Foto: Gabriel Herrera

Por: Juan Miguel Álvarez

Ahí están. Ahí se ven las dos Colombias agroexportadoras: matas de coca “boliviana” escoltadas por palos de café caturro.

Hubo una época en la que el café era un cultivo artesanal de prácticas poco tecnificadas, acostumbrado por los campesinos de la región andina. Luego, vino la “Revolución verde” con sus métodos de producción intensiva y expansiva y Colombia se volvió una potencia cafetera mundial. Muchas pequeñas fincas fueron absorbidas por las más grandes, y hasta las personas que no tenían nada que ver con la agroindustria quisieron comprar su pedazo de tierra para participar de la bonanza. Con todo ese dinero, creció el mercado interno.

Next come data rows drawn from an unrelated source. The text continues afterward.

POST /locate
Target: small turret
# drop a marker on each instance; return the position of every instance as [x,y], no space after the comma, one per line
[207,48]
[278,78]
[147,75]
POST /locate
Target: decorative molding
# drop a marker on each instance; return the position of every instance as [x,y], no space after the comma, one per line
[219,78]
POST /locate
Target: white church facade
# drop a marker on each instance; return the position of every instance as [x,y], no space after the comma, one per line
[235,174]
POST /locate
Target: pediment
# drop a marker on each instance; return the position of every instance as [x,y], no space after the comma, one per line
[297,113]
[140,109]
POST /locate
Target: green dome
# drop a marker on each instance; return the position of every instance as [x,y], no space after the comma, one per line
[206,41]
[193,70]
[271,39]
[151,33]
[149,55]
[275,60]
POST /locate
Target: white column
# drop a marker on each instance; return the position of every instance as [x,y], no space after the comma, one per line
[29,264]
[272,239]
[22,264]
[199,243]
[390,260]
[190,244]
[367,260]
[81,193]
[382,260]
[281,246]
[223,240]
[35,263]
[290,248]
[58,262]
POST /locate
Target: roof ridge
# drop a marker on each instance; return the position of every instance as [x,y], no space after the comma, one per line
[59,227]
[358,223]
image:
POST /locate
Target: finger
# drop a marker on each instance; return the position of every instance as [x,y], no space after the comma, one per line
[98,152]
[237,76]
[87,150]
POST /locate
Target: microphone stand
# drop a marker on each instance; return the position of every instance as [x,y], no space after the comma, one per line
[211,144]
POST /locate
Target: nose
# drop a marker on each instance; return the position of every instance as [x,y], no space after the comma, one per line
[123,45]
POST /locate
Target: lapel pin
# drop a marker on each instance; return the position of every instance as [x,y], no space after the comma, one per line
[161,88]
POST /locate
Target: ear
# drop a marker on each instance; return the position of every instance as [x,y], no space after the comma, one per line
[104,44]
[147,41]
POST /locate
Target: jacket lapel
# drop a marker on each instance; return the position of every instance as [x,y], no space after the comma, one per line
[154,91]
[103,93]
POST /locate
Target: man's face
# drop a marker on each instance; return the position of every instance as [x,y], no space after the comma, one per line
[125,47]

Hubo otra época en la que la hoja de coca era un cultivo indígena de los Andes, que se practicaba con técnicas ancestrales de uso de la tierra. Luego, estalló la contracultura con su afán por las drogas y la vida al límite, y hubo quien transformó una mata ritual en el principal cultivo del agro colombiano. El país se volvió una potencia coquera —o cocalera— mundial. Muchas pequeñas fincas fueron absorbidas por las más grandes, y hasta las personas que no tenían nada que ver con la agroindustria quisieron comprar su pedazo de tierra para participar de la bonanza. Con todo ese dinero, creció el mercado interno.